What is the point? The reality is that economic growth rates alone, however high, do not necessarily result into economic prosperity for many citizens. What really transform lives of the majority are the economic policies a country puts in place and pursues to eradicate poverty. These include prioritizing economic sectors that bring on board many citizens (farming and services in Kenya and manufacturing in Japan for example), addressing inequality (Kenya has one of the highest inequality or Gini index in Africa at 50% …cf: Tunisia and Tanzania about 35%), controlling population growth, and purging waste through corruption, embezzlement and nepotism. Tunisia for example had the lowest extreme poverty levels in Africa in 2015 (and second in the world only after Taiwan) at just 4%, but its mean GDP growth over the past 10 years has been about 3%. Singapore, whose GDP was less than that of Kenya in 1962 and now stands at more than 5 times, has about 20% of its population below extreme poverty (note that a “poor” person in Singapore 5 times richer than a poor person in Kenya) and with a mean GDP growth of less than 5 over the past 5 years . Only 10 African countries including Tunisia, Djibouti, Uganda, Ghana and South Africa) recorded poverty levels below 30%. (Kenya was ranked among the top 30 countries out of 162 with the highest extreme poverty levels).

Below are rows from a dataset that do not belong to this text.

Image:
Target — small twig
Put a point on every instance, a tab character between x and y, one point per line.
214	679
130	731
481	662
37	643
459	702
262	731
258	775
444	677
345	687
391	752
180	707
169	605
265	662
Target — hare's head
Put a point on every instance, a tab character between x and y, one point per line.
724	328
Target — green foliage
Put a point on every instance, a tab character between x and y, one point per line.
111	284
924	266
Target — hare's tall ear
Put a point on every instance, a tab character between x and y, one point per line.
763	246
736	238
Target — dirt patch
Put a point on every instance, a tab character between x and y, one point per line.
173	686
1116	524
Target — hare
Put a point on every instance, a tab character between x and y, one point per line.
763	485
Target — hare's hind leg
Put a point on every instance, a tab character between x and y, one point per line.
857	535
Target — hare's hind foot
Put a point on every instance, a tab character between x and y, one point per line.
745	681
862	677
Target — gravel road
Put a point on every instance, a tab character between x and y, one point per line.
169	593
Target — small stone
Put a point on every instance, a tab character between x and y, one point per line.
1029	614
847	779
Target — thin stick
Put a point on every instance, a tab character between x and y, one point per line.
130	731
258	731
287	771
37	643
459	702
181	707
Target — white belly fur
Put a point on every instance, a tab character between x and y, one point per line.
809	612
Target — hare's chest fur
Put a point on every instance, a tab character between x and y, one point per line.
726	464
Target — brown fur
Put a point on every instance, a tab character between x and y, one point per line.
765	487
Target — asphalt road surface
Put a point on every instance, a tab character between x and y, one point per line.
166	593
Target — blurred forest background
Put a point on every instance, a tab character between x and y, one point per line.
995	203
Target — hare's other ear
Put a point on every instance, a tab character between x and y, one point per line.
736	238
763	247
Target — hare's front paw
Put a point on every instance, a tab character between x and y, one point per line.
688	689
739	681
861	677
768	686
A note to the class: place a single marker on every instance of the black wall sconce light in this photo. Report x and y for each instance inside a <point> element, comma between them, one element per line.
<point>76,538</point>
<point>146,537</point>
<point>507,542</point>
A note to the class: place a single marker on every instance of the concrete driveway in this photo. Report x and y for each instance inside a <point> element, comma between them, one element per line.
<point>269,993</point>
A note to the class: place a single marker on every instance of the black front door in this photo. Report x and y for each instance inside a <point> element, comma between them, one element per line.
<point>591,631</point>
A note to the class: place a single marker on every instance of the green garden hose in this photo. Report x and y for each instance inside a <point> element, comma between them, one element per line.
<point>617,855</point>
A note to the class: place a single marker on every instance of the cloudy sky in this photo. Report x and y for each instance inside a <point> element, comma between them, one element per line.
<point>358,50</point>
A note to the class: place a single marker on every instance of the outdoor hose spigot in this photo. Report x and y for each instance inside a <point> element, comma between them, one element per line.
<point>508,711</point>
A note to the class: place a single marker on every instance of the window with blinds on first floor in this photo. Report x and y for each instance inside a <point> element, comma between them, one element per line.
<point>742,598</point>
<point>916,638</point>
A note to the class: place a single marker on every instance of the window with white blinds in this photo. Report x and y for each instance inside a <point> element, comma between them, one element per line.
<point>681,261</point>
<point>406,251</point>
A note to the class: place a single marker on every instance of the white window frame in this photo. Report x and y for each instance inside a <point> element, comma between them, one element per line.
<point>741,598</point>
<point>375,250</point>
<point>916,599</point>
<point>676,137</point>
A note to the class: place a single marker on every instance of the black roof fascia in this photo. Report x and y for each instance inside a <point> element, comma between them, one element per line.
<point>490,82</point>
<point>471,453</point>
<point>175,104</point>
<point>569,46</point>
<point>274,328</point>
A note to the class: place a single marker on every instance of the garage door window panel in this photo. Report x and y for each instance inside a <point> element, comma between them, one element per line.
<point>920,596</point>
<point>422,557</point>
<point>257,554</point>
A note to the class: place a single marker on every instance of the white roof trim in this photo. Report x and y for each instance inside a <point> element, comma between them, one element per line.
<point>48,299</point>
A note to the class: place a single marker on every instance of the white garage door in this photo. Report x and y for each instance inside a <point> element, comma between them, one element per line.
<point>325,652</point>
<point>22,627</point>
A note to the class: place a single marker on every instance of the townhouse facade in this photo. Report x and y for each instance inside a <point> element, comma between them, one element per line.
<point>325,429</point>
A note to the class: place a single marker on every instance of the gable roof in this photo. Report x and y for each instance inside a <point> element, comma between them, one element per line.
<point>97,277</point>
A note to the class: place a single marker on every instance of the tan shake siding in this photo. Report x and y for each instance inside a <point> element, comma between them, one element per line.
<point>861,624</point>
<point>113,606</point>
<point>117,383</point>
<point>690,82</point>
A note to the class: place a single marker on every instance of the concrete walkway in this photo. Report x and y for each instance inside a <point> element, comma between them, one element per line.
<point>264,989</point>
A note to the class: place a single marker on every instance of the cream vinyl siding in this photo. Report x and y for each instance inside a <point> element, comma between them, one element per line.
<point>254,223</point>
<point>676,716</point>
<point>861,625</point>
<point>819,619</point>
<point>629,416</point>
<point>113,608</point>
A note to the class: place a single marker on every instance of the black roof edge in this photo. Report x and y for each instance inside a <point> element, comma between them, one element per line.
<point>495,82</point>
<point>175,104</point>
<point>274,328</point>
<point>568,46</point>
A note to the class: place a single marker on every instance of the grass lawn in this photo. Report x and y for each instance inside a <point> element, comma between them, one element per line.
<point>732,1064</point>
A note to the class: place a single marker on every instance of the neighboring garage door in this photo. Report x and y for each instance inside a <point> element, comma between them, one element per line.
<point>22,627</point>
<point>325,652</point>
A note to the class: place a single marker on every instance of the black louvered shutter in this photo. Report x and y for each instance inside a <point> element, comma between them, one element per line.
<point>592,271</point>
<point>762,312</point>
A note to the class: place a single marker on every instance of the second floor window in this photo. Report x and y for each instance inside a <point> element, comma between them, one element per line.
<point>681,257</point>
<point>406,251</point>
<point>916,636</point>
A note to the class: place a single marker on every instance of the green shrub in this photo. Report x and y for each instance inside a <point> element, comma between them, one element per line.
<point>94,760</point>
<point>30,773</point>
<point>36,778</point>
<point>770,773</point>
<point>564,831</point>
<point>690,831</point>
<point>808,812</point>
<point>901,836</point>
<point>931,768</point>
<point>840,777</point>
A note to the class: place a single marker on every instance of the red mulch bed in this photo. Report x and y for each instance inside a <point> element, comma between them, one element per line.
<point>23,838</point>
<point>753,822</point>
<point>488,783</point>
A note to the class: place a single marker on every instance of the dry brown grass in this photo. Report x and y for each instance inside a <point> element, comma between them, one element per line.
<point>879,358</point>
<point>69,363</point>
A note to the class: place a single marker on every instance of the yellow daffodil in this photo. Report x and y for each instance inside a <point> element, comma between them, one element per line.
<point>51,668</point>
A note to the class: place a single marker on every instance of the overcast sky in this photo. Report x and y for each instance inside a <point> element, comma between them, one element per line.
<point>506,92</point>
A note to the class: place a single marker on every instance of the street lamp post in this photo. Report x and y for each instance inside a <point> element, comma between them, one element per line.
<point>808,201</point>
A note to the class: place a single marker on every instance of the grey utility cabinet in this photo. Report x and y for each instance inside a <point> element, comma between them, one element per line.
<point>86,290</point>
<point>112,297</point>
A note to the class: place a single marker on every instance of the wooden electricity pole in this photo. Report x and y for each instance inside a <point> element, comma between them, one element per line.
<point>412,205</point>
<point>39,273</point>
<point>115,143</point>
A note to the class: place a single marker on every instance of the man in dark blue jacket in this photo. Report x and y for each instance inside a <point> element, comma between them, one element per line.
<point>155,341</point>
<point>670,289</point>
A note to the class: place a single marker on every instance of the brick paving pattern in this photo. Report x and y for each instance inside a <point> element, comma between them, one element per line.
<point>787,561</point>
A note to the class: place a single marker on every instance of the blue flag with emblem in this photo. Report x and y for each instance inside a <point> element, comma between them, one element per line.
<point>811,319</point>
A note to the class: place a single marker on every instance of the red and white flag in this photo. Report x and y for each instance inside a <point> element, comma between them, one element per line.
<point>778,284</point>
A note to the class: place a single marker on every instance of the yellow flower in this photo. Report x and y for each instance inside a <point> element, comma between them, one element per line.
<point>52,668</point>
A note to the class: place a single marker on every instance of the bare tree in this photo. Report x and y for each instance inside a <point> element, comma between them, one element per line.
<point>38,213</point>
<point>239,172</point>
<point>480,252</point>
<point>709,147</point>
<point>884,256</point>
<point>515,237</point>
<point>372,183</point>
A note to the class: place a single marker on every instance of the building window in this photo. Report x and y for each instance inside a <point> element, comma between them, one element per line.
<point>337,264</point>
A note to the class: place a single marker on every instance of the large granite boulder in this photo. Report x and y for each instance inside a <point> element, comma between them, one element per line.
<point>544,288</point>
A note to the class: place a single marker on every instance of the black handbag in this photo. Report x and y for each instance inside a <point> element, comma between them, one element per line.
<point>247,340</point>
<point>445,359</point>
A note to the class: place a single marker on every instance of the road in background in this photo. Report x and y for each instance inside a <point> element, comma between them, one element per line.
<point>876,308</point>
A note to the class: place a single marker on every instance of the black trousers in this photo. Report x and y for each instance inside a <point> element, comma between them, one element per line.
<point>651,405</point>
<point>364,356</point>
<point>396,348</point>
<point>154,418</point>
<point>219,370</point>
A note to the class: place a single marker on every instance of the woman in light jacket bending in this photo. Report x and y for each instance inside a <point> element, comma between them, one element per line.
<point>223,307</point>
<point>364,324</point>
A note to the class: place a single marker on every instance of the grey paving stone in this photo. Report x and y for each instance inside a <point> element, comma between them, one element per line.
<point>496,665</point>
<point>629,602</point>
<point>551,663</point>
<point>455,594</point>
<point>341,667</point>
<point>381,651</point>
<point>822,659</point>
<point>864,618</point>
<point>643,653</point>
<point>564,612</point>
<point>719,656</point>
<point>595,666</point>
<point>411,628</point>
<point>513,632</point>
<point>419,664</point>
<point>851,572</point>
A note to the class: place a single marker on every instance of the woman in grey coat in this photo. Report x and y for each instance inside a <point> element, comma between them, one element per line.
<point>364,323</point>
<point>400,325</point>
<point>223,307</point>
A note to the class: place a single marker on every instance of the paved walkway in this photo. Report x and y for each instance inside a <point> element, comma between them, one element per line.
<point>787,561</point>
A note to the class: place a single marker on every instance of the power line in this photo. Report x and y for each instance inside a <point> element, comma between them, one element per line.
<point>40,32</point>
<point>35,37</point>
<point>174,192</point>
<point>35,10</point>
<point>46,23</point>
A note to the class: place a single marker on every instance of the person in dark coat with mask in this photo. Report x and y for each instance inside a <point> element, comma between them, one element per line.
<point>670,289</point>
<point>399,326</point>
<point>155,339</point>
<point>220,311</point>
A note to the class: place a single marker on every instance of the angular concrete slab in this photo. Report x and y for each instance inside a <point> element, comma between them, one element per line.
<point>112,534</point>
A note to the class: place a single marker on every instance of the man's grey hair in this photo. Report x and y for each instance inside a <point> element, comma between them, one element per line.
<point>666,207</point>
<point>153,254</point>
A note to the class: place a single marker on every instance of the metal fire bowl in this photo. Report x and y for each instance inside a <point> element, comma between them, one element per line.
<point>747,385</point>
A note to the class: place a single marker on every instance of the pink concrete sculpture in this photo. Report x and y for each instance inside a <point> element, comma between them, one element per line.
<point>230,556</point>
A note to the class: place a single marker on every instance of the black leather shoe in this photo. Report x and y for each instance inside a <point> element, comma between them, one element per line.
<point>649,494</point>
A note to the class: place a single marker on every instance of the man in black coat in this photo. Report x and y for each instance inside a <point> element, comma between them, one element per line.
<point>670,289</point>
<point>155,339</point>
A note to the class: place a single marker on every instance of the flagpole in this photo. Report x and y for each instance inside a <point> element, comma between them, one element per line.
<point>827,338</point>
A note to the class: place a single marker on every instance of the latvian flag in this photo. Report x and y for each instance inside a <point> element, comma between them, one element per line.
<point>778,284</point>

Another common fallacy that some people still hold is the attribution of poverty to personal or communal laziness. This fallacy was long debunked many decades ago, as it is sheer racial or tribal chauvinism. Countries that have immensely transformed its citizens beyond the yoke of poverty (Tunisia, Ghana, Mauritius, Botswana, japan, China, Singapore, India, South Africa, etc) in the last quarter century have done so through implementation of rigorous economic policies that unlock opportunities and take on board the participation of majority of citizens.
In my opinion, there have been only two efforts to address extreme poverty in Kenya: in the mid- 1960s through implementation of the “Sessional paper #10 of 1965 on African socialism and its application to planning in Kenya” which transformed education levels in many parts of the country through self- help (before Harambee became corrupted), and in 2003-2007 when the Narc Coalition Government implemented the “Economic Recovery Strategy for Wealth & Employment creation”. The economy grew to a peak of 8% in 2007 and extreme poverty dropped towards the 40% mark for the first time in many years. There seems to be a common thread that links the phenomenal growth coupled with poverty reduction of those two eras (1965-1975 and 2002-2007): The Governments of the day comprised both conservatives and social democrats in powerful positions. It seems that conservatives alone in power have never phenomenally lifted a country out of poverty anywhere in the world – not in Japan, not in India, not in USA not even in China. Our economy also remains vulnerable to our politics, which is rooted in tribal brinkmanship and like the sea, ebbs and flows every five electoral years.